Has someone been here?
But before I have time to seriously think that through, I hear a creaking noise. The hall door is caught by the wind and blows wide open, filling the house with cold, damp night air just as the boom of thunder echoes over the sea.
The storm is near.
With shaking fingers, I force the small black Bakelite switch back up. The house is instantly filled with light. From the kitchen comes a sigh and a gurgling sound as the refrigerator starts up again. I sink down on the wood floor among old sneakers and rubber boots, and wipe my sweaty brow with the back of my hand.
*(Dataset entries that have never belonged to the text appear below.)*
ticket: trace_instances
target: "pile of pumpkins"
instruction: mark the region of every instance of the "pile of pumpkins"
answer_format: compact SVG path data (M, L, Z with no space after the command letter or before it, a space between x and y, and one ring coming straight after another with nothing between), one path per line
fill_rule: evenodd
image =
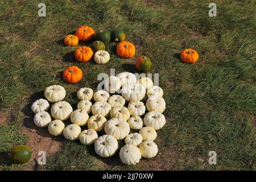
M44 90L46 100L38 100L31 106L35 114L35 124L48 127L52 135L63 134L67 140L79 139L84 145L94 144L95 152L103 158L114 155L118 148L118 140L125 139L126 144L121 148L119 157L128 165L136 164L142 157L155 156L158 151L154 142L156 131L166 123L162 114L166 102L162 88L154 86L148 77L137 79L129 72L108 77L104 85L105 90L94 93L89 88L80 89L77 96L80 101L75 110L63 101L66 92L63 86L47 87ZM141 101L146 96L144 105ZM53 103L51 114L47 112L48 101ZM90 113L92 115L89 117ZM69 119L72 124L65 126L64 121ZM81 127L86 129L81 131ZM131 130L139 131L130 133ZM97 133L102 131L105 134L98 136Z

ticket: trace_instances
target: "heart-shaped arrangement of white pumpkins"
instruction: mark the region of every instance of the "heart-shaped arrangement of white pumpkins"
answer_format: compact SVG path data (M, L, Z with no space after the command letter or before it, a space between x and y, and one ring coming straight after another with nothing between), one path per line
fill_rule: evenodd
M109 77L104 85L108 92L94 93L89 88L80 89L77 95L80 101L75 110L63 101L66 94L63 86L47 87L44 90L47 100L40 98L31 106L35 114L35 124L40 127L48 126L49 133L54 136L63 134L69 140L79 139L84 145L94 143L95 152L102 158L114 155L118 148L117 140L125 139L126 145L121 149L119 157L126 164L136 164L142 156L148 159L155 156L158 151L154 142L156 131L166 123L162 114L166 109L163 90L154 86L150 78L142 77L137 81L135 75L129 72ZM121 95L117 94L118 90L121 90ZM146 95L145 106L141 100ZM49 108L47 100L54 103L51 114L47 111ZM89 117L90 113L92 115ZM69 119L72 124L65 126L63 121ZM81 127L86 125L88 129L81 131ZM131 130L139 132L131 133ZM97 132L103 130L106 134L98 136Z

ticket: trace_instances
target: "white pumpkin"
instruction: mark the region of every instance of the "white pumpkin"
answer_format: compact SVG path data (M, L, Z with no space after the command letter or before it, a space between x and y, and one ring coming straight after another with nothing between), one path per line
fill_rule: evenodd
M107 92L110 93L114 93L120 89L121 83L118 77L112 75L105 79L104 86Z
M89 88L82 88L77 92L79 100L90 101L93 96L93 90Z
M107 120L105 117L100 114L92 115L88 120L87 126L88 129L96 131L101 131L104 129Z
M79 135L80 142L86 146L93 144L97 138L97 132L90 129L85 130Z
M130 127L123 119L112 118L106 122L104 130L106 134L112 135L117 140L121 140L129 134Z
M49 107L49 102L47 100L40 98L32 104L31 110L34 113L36 114L40 111L47 111Z
M129 118L130 118L130 112L128 110L128 109L123 107L114 107L112 110L110 110L110 118L121 118L125 121L127 121Z
M154 141L158 134L156 131L151 127L143 127L139 130L139 133L142 136L142 140Z
M158 86L152 86L147 90L147 96L149 97L155 97L156 99L159 97L163 97L163 89Z
M139 146L141 155L147 159L151 159L156 155L158 152L158 146L153 141L144 141Z
M82 109L77 109L74 110L70 117L70 120L73 124L79 126L84 126L87 124L89 119L88 114L86 111Z
M51 121L52 121L51 114L47 111L40 111L34 117L34 123L38 127L47 127Z
M141 84L143 85L146 89L147 89L150 87L154 86L153 81L148 77L140 78L138 80L137 83Z
M82 100L77 104L77 109L82 109L89 114L92 111L92 104L89 101Z
M93 94L93 100L95 102L106 102L110 96L106 91L98 90Z
M120 150L119 156L125 164L135 165L141 159L141 150L132 144L126 144Z
M60 85L51 85L47 87L44 90L44 97L51 102L62 101L65 96L66 91Z
M122 72L117 75L117 77L119 78L121 82L121 86L124 86L127 84L135 85L137 81L136 76L129 72Z
M138 133L131 133L125 137L125 142L138 146L142 142L142 136Z
M97 154L102 158L114 155L118 148L118 143L114 136L104 135L98 138L94 143L94 150Z
M123 106L125 104L125 99L119 95L113 95L109 98L108 103L113 108L117 106Z
M93 115L101 114L104 117L109 115L110 110L110 105L106 102L96 102L92 107Z
M163 114L158 111L150 111L147 113L143 119L144 125L146 126L152 127L155 130L158 130L166 124L166 118Z
M141 101L146 94L145 88L139 84L135 85L127 84L122 88L122 96L127 102L131 101Z
M140 130L143 126L143 121L142 119L138 115L133 116L128 119L128 124L132 130Z
M131 101L128 104L128 110L131 115L142 115L145 114L146 107L144 103L139 101Z
M79 138L81 128L76 124L68 125L63 130L63 135L69 140L75 140Z
M73 111L71 105L65 101L59 101L51 108L51 114L53 118L65 121L70 118Z
M106 51L100 50L94 53L94 61L98 64L106 63L110 59L109 53Z
M146 102L146 107L149 111L152 110L162 113L166 110L166 102L162 97L154 99L154 97L150 97Z
M61 121L55 119L49 123L48 130L51 135L57 136L62 134L65 125Z

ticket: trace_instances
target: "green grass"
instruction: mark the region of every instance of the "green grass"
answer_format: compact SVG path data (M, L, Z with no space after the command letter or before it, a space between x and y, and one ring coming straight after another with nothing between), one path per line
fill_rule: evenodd
M213 18L208 3L201 1L46 1L47 15L42 18L37 14L39 2L0 3L0 107L10 109L12 116L9 123L0 125L1 152L26 143L23 121L32 116L31 104L47 86L63 85L65 100L75 106L76 92L82 86L95 90L99 73L109 74L112 68L116 73L137 72L135 58L118 58L115 43L106 45L111 56L106 64L76 61L76 48L64 46L63 38L86 24L96 30L122 28L137 55L151 59L151 72L159 73L167 104L167 122L158 131L156 143L160 154L168 155L171 150L175 159L166 164L159 154L131 168L122 164L118 154L102 159L92 147L65 142L44 169L256 169L254 1L216 1L217 16ZM185 48L199 52L198 63L181 62L178 53ZM61 76L71 65L84 73L75 85ZM217 165L208 163L211 150L217 154ZM22 168L6 160L1 159L3 169Z

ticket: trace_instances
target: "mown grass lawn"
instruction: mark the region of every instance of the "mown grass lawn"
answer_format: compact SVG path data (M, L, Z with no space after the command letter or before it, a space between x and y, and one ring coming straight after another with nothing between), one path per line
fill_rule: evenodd
M254 1L214 1L217 15L212 18L209 2L202 1L44 1L46 17L38 16L40 2L0 3L0 107L10 114L10 121L0 125L2 169L27 167L11 164L3 155L26 143L22 126L26 118L33 122L31 104L47 86L63 86L65 100L75 108L76 92L84 86L95 90L99 73L110 74L110 68L137 72L135 58L119 58L113 43L106 45L111 56L106 64L75 61L76 48L64 46L63 38L82 25L96 30L122 28L137 56L151 58L151 72L159 74L167 104L167 124L156 140L159 154L127 167L118 153L104 159L93 146L67 141L48 156L43 169L256 169ZM179 53L185 48L198 51L197 63L181 62ZM66 84L61 76L72 65L84 73L75 85ZM209 151L216 151L217 165L208 164Z

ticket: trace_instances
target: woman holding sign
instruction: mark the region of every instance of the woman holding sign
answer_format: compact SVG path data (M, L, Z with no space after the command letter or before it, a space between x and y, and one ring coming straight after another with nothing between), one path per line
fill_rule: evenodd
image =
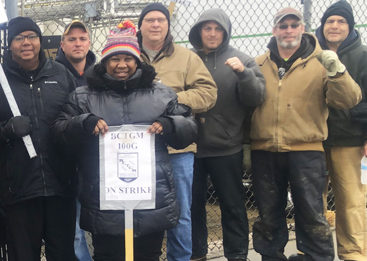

The floor feels cold and damp, and it takes a while before I realize that it is not my own sweat I am feeling on the shiny worn floorboards. That is when I see it, right inside the threshold, a wet puddle, bearing witness to someone’s presence.
It’s a footprint.
“I have to ask you something that maybe doesn’t belong here,” says Sara, looking hesitant.
It is fifty minutes into our session, and I am getting ready to wrap it up. Sara is dressed in a minimal tank top that makes her skinny body look even thinner. She is leaning forward in a way that makes her look like a sad, starving dog. She is holding a pair of sunglasses in her left hand and slowly strikes them against her bony thigh, lost in thought.